Hacker News new | ask | show | jobs
by fbnbr 1002 days ago
I think smaller expert models will dominate the majority of applications. there is an optimum and fine balance to strike when it comes to size and usability. There will be many mechanisms like demonstrated in the post to find that optimum and realize it.
1 comments

And for a large general model just have multiple small expert models and a relay model that decides which domain specific model to ask
It would get more complex with cross domain questions. Part of what makes LLMs feel magical is their ability to synthesize such disparate topics and information into coherent “thoughts.”

I would suspect what you have instead is a single model attached to data sources, where the model doesn’t have to have so much compressed fact, and instead can rely on higher level summary.

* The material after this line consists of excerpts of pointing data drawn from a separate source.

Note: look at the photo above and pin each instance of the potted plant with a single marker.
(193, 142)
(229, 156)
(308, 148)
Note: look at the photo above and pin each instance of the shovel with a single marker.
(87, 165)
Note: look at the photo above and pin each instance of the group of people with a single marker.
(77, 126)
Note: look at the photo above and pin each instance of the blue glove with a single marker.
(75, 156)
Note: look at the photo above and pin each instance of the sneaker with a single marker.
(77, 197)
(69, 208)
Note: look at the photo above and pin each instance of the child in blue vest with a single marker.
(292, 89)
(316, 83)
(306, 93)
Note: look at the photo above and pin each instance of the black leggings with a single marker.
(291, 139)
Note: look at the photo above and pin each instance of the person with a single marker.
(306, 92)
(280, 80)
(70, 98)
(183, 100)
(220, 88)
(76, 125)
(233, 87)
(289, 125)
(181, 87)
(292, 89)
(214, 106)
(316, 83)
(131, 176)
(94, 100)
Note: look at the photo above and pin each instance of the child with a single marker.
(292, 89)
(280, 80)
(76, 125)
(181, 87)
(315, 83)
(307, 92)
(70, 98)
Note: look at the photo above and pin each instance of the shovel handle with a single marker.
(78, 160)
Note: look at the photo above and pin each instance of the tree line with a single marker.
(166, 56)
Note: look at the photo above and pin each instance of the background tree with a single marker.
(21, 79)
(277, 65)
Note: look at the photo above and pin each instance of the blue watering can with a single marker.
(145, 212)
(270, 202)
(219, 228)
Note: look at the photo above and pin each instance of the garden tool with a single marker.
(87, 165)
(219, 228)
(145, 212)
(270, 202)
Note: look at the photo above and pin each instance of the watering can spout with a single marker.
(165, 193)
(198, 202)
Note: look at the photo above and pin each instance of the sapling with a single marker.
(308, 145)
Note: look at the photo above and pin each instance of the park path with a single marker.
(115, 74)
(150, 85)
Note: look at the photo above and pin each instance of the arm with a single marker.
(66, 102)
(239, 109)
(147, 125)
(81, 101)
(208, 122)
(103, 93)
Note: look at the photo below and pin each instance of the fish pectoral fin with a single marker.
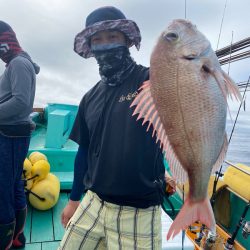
(146, 109)
(221, 156)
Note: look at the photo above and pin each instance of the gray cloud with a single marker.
(46, 30)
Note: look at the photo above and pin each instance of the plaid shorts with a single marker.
(97, 224)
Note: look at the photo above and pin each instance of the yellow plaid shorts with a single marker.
(97, 224)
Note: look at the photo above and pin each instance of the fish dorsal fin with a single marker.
(146, 109)
(221, 156)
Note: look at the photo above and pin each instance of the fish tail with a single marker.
(190, 213)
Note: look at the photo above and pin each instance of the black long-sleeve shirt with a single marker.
(125, 164)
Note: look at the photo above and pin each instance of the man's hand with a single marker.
(68, 211)
(170, 184)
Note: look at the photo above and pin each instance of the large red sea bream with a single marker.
(186, 102)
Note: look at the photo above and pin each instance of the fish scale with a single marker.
(185, 101)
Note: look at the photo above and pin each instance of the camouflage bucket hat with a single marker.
(106, 18)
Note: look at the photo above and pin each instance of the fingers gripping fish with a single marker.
(185, 101)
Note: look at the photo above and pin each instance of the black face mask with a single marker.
(112, 59)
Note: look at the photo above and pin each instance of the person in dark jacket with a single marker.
(17, 92)
(120, 163)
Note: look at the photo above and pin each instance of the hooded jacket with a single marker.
(17, 92)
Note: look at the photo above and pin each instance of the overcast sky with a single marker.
(46, 30)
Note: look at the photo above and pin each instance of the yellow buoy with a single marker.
(37, 156)
(40, 170)
(45, 193)
(26, 167)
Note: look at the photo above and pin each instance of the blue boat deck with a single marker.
(43, 229)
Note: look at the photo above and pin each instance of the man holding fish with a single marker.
(120, 162)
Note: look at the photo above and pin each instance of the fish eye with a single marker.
(190, 57)
(171, 36)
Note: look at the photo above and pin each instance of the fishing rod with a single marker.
(230, 241)
(218, 173)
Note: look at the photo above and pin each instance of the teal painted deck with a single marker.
(43, 229)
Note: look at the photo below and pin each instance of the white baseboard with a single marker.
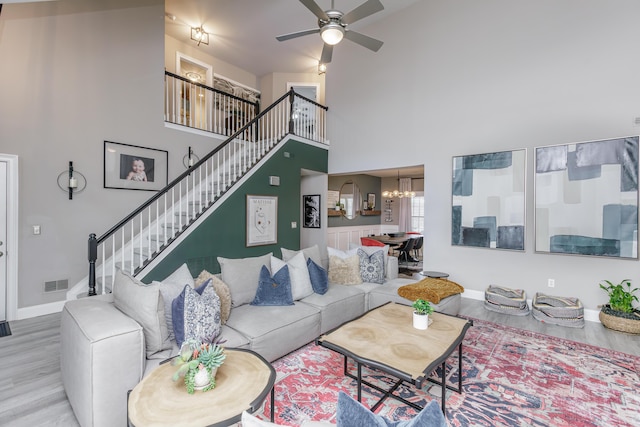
(589, 315)
(39, 310)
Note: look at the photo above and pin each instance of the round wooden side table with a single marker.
(242, 383)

I did a senior reading/research class in AI back in 1989, as my final class I needed to graduate with a BSCS. The idea originally was to do a survey of the methods known at the time and determine which was the best. This included things like e-mycin, the first generalized expert system toolkit.

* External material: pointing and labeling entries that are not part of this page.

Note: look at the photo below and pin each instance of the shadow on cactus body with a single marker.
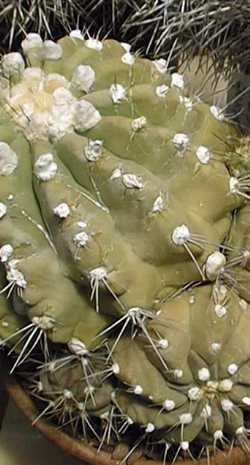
(124, 247)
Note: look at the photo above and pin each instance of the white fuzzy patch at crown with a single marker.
(214, 264)
(216, 347)
(203, 154)
(77, 347)
(32, 41)
(93, 151)
(94, 44)
(3, 210)
(204, 374)
(158, 204)
(131, 181)
(168, 405)
(81, 239)
(83, 78)
(181, 235)
(5, 253)
(187, 102)
(139, 123)
(118, 93)
(180, 141)
(220, 310)
(62, 210)
(76, 34)
(12, 64)
(232, 368)
(161, 91)
(194, 393)
(177, 80)
(217, 113)
(161, 65)
(227, 405)
(51, 50)
(8, 160)
(45, 167)
(128, 59)
(186, 418)
(85, 116)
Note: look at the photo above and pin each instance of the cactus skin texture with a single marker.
(124, 248)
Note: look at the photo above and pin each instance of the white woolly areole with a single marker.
(227, 405)
(138, 390)
(3, 210)
(241, 430)
(246, 401)
(203, 154)
(216, 347)
(180, 141)
(127, 47)
(177, 80)
(32, 41)
(118, 93)
(62, 210)
(93, 151)
(206, 411)
(94, 44)
(214, 265)
(139, 123)
(128, 59)
(186, 418)
(168, 405)
(220, 310)
(15, 276)
(232, 368)
(204, 374)
(83, 78)
(8, 160)
(51, 50)
(117, 173)
(225, 385)
(233, 185)
(131, 181)
(5, 253)
(217, 113)
(44, 322)
(181, 235)
(86, 116)
(76, 34)
(158, 204)
(218, 435)
(161, 91)
(194, 393)
(12, 64)
(45, 167)
(187, 102)
(149, 428)
(178, 373)
(81, 239)
(98, 273)
(161, 65)
(77, 347)
(163, 344)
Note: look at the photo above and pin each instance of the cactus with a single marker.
(124, 205)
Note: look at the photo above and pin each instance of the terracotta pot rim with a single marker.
(88, 453)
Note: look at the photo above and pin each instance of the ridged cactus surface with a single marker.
(124, 231)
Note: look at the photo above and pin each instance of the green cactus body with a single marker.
(124, 246)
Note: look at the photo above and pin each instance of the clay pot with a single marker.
(88, 453)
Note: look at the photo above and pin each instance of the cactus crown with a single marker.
(124, 252)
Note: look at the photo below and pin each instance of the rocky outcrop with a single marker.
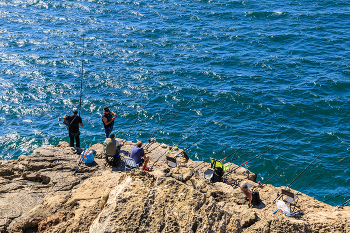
(41, 193)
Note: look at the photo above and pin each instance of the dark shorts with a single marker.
(141, 162)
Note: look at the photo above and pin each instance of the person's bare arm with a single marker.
(104, 119)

I ended up with the premise that each of them had their relative strengths and weaknesses, and it would actually be best to use all of them, but only in their own areas of strength. Then have them use something akin to a shared blackboard where they could all read the results from the other systems and write their results as well. That the sum of all the available algorithms working together, each in the areas in which they were best, would result in better outcomes than any one algorithm could achieve on its own.

My professor was not impressed. I only got a C.

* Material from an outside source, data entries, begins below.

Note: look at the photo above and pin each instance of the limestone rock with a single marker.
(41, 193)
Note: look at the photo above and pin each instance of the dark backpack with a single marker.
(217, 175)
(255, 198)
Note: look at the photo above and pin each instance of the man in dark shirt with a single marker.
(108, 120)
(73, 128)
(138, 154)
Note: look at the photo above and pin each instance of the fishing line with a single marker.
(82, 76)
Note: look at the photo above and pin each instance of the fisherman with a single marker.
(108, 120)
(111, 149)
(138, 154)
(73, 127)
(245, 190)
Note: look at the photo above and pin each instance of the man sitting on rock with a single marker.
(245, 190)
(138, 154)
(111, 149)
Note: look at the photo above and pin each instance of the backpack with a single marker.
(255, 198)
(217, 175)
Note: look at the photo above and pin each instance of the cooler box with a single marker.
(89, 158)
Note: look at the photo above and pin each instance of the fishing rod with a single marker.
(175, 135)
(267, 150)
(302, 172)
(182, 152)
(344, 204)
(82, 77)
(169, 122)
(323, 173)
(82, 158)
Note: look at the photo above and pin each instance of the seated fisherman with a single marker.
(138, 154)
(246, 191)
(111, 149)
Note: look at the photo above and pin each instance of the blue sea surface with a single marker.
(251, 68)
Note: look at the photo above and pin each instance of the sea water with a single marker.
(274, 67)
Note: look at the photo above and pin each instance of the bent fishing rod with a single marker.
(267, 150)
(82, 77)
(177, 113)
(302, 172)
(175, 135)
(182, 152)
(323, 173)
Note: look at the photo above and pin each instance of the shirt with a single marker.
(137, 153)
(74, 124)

Now, the story of how my dad had to work his ass off to finally get the College of Engineering to force the professor to actually give me a grade that he owed me, when all the professor really wanted to do was focus on his new job at one of the big airlines -- well, that's a story for another time.

This approach would remove one of the main benefits - the ability to run multi-task one-shot prompts where a single LLM call returns answers to multiple NLP tasks.
It's not a likely solution given how loss functions work, but in theory a single model could learn to perform exactly the function you describe. When you say "just do X" where X is any function (in this case, a piecewise function), a large enough model could do it.
After some reflection, it's maybe more accurate to visualize this in reverse: all expert models see the problem and attempt a solution, and then some "manager" model decides which expert model has the best solution and outputs it.
Until the manager model decides to outsource the expert models.
In theory you need two layers to model any function. In practice this is wildly different.
Any memoryless continuous function between two Euclidean spaces, I think you mean. The experts-and-manager model would need to be able to do more than that (as do most neural networks).

And part of the reason why single-hidden-layer networks aren't enough even in continuous memoryless Euclidean cases is, again, because of how loss functions work; you're unlikely to converge on a good approximation with very few hidden layers.

I wrote about this a few months ago, right before OpenAI released ther Plugin feature: https://faingezicht.com/articles/2023/03/02/federated-langua...

TLDR, the essay explores how LLM could evolve into front-end routers that connect users with specialized tools, leading to a future where federated models determine the best-suited system to answer specific queries. Not too different from today's federated search approaches.